Migrating AI-infused chat to Kubernetes
Steven Jones and Nicholas Fong walk you through migrating a chatbot, cognitive search, and other services to a Kubernetes-based architecture. Technologies include multiregion clusters, load balancers, integrating Express and Flask servers, and high-speed data transfer for importing models.
Talk Title | Migrating AI-infused chat to Kubernetes |
Speakers | Steven Jones (IBM), Nicholas Fong (IBM) |
Conference | O’Reilly Software Architecture Conference |
Conf Tag | Engineering the Future of Software |
Location | New York, New York |
Date | February 24-26, 2020 |
URL | Talk Page |
Slides | Talk Slides |
Video | |
Steven Jones and Nicholas Fong explain how a team of messaging and AI engineers at IBM builds, tests, deploys, and manages 20+ customer-facing chatbots that serve people across various geographies and languages on the web every day.

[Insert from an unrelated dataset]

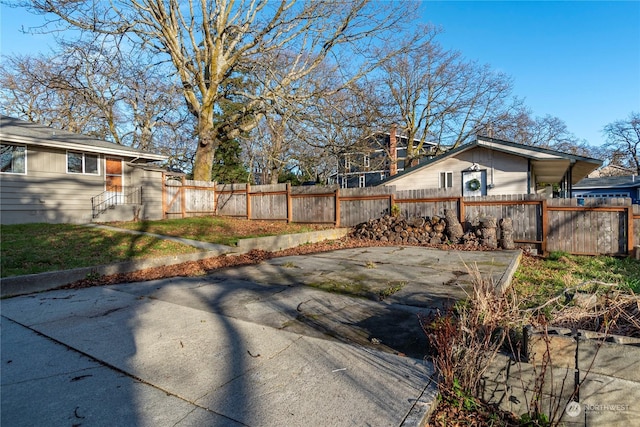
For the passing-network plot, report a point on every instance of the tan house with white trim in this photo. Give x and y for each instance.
(55, 176)
(490, 166)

The chatbots had to be able to answer customers’ most common questions, navigate users to the right resource, and be able to transfer the chat to the most knowledgeable human. To process natural language queries, IBM needed a Python-based microservice that could leverage that vast number of natural language and data processing libraries already available in Python. This service leveraged large existing language models as well as custom-built models and had high disk, CPU, and memory requirements. IBM fronted the Python-based microservice with a Node.js Express server to be able to handle large request volume, hand-off to other microservices, or to its own NLP microservice. The Express server also services IBM’s frontend chat experience. These same JavaScript developers worked on this microservice. This Node.js microservice was lean and required little memory and disk space. The teams needed an easy way to manage, deploy, scale, and update these microservices. They found out-of-the-box platform-as-a-service (PaaS) technologies had CPU, memory, and disk limitations that prevented them from leveraging large models. Bare-metal servers are hard to manage. IBM’s microservices intercommunicate frequently, so network communication speed is important. Kubernetes met all of the teams’ needs: it’s scalable, flexible, manageable, and fast. Steven and Nicholas walk you through migrating IBM’s chatbot, cognitive search, and other services to a Kubernetes-based architecture. Technologies include multiregion clusters, load balancers, integrating Express and Flask servers, and high-speed data transfer for importing models.